The company controlled by billionaire Mukesh Ambani depends on earnings from its two refineries to boost profit as natural gas production from its biggest deposit remains near the lowest in four years. Higher profit is crucial for Reliance which is spending 1.8 trillion rupees to expand its polyester, petrochemicals, refining and natural gas businesses and starting a new telecommunications service next year.
“The gas business is crucial for Reliance as the outlook for refining margins in Asia is not very strong because demand is falling,” said D.K. Aggarwal, New Delhi-based chairman of SMC Investments & Advisors Ltd., which manages about $100 million of Indian shares. “Diversifying its businesses should benefit Reliance when India’s economic growth starts reviving.”
India’s gross domestic product growth forecast for the year ending March was raised to 6.3 percent from a 6 percent pace by the Asian Development Bank on July 18 on expectation the new government will overhaul policy and spur investments.
Reliance earned $8.7 for every barrel of crude it turned into fuels in the quarter, compared with $8.4 a barrel a year earlier and $9.3 a barrel in the three months ended March, the company said.
The company operates two refineries with a combined capacity of 1.24 million barrels a day located next to each other at Jamnagar in the western state of Gujarat. They have the ability to process cheaper, lower grades of crude into high-value products for use in Europe and the U.S.
Reliance will have to deal with a smaller refining margin as demand for fuels in Asia slows. Earnings from making diesel in Singapore, an Asian benchmark, this year will be the lowest since 2011, according to Wood Mackenzie Ltd.
Profit from making diesel in Singapore averaged $16.15 a barrel in the quarter, compared with $16.52 a year earlier and $17.86 a barrel in the preceding quarter, according to data from PVM Oil Associates Ltd. in London. On July 9, it fell to the lowest since December 2010, according to the data.
Reliance shares have gained 9.1 percent this year, compared with a 21 percent increase in the benchmark S&P BSE Sensex. The explorer and refiner is the worst performer on the index in the past month.
The company plans to spend 350 billion rupees in the year ending March as part of its 1.8 trillion rupees expansion plan, Chief Financial Officer Alok Agarwal told reporters in Mumbai yesterday. Lower interest cost and improved refining margin in the first quarter helped boost profit, he said.
The refiner had 815.6 billion rupees of cash and equivalents as of June 30, invested in mutual finds, government securities and deposited in banks, according to the statement. It had debt of 1.4 trillion rupees. Finance costs declined 60 percent to 3.24 billion rupees from a year earlier.

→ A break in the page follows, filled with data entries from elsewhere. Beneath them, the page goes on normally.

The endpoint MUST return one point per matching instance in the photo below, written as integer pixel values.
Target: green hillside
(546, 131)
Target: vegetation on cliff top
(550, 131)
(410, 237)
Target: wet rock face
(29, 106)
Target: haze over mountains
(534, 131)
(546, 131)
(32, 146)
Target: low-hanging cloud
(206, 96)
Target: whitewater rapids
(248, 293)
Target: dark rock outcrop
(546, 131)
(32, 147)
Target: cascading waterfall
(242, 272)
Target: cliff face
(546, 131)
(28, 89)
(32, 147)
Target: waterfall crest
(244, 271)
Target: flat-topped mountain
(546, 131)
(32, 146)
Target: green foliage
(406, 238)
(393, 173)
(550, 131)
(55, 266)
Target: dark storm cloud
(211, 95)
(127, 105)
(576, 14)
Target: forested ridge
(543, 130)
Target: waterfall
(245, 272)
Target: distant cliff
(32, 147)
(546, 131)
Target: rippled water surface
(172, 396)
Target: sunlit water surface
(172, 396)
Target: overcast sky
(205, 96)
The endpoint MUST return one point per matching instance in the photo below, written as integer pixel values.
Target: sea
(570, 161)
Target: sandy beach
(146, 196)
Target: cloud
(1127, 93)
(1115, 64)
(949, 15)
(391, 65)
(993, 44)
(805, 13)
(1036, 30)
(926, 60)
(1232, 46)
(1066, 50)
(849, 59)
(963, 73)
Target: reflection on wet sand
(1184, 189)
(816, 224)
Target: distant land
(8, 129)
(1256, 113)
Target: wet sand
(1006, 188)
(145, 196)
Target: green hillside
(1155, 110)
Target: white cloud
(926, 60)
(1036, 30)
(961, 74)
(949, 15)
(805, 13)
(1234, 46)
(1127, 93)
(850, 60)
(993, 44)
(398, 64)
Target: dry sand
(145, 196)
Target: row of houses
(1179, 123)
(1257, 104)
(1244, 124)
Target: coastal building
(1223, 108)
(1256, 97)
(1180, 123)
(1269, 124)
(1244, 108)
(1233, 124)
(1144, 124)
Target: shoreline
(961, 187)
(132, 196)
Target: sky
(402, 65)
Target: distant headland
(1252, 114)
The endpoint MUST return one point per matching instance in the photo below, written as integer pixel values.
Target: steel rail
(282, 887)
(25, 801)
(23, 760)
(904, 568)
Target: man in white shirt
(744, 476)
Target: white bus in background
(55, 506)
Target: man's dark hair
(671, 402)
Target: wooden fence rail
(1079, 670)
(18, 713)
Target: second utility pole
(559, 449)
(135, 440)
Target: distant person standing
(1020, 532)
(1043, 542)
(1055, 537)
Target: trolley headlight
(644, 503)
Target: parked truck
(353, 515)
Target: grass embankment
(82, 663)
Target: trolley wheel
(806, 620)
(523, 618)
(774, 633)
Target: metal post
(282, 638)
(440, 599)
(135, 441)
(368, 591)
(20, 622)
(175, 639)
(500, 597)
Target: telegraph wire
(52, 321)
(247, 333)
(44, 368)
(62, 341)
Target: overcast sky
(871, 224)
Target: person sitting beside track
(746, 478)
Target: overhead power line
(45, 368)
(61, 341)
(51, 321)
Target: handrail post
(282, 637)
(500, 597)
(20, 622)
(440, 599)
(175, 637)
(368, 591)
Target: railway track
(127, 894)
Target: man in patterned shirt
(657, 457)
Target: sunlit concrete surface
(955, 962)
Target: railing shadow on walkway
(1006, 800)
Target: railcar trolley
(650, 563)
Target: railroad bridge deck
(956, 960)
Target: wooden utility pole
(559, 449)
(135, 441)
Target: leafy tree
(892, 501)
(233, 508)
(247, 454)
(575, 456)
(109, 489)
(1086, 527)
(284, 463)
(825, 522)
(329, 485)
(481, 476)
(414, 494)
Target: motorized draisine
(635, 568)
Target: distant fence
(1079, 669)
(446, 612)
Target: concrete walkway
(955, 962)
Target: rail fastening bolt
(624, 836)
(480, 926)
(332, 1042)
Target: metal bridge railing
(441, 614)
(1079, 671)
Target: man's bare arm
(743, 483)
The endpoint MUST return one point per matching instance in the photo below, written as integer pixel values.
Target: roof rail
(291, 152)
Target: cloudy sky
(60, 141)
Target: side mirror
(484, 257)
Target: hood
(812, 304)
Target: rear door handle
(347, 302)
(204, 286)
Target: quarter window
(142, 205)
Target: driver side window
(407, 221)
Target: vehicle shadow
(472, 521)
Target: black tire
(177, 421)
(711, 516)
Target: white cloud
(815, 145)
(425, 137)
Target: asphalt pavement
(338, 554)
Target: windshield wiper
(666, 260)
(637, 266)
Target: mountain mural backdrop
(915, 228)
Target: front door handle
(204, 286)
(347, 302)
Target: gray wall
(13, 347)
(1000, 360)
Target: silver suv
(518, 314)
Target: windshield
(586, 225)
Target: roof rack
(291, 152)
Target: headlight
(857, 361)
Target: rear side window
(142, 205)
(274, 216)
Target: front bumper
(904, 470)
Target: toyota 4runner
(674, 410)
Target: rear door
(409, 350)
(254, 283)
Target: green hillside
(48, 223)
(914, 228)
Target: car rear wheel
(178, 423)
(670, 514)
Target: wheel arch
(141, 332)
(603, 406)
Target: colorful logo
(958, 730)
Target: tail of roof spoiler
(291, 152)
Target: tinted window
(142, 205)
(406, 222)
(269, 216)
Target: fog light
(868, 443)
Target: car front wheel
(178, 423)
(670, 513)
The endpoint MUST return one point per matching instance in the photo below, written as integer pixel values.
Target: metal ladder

The company also produces natural gas from a field off India’s east coast with partners BP Plc, Europe’s second-biggest oil company, and Canada’s Niko Resources Ltd. The federal government deferred a plan to raise gas tariffs by at least three months to Oct. 1 as it evaluates a formula that prices the fuel at a weighted average of prices in the U.S. and Europe and import costs in Japan and India.
Output from the KG-D6 block fell 15 percent to 42 billion cubic feet in the quarter ended June from a year earlier, Reliance said. Oil production from the block dropped 1 percent to 530,000 barrels and condensate output increased 48 percent to 90,000 barrels in the quarter.
The company also operates stores that sell fruits and clothes and plans to start a fourth-generation broadband service. Reliance will start the $12 billion telecommunications network next year to meet voice and data demand in the world’s second-most populous nation, Ambani told shareholders on June 18.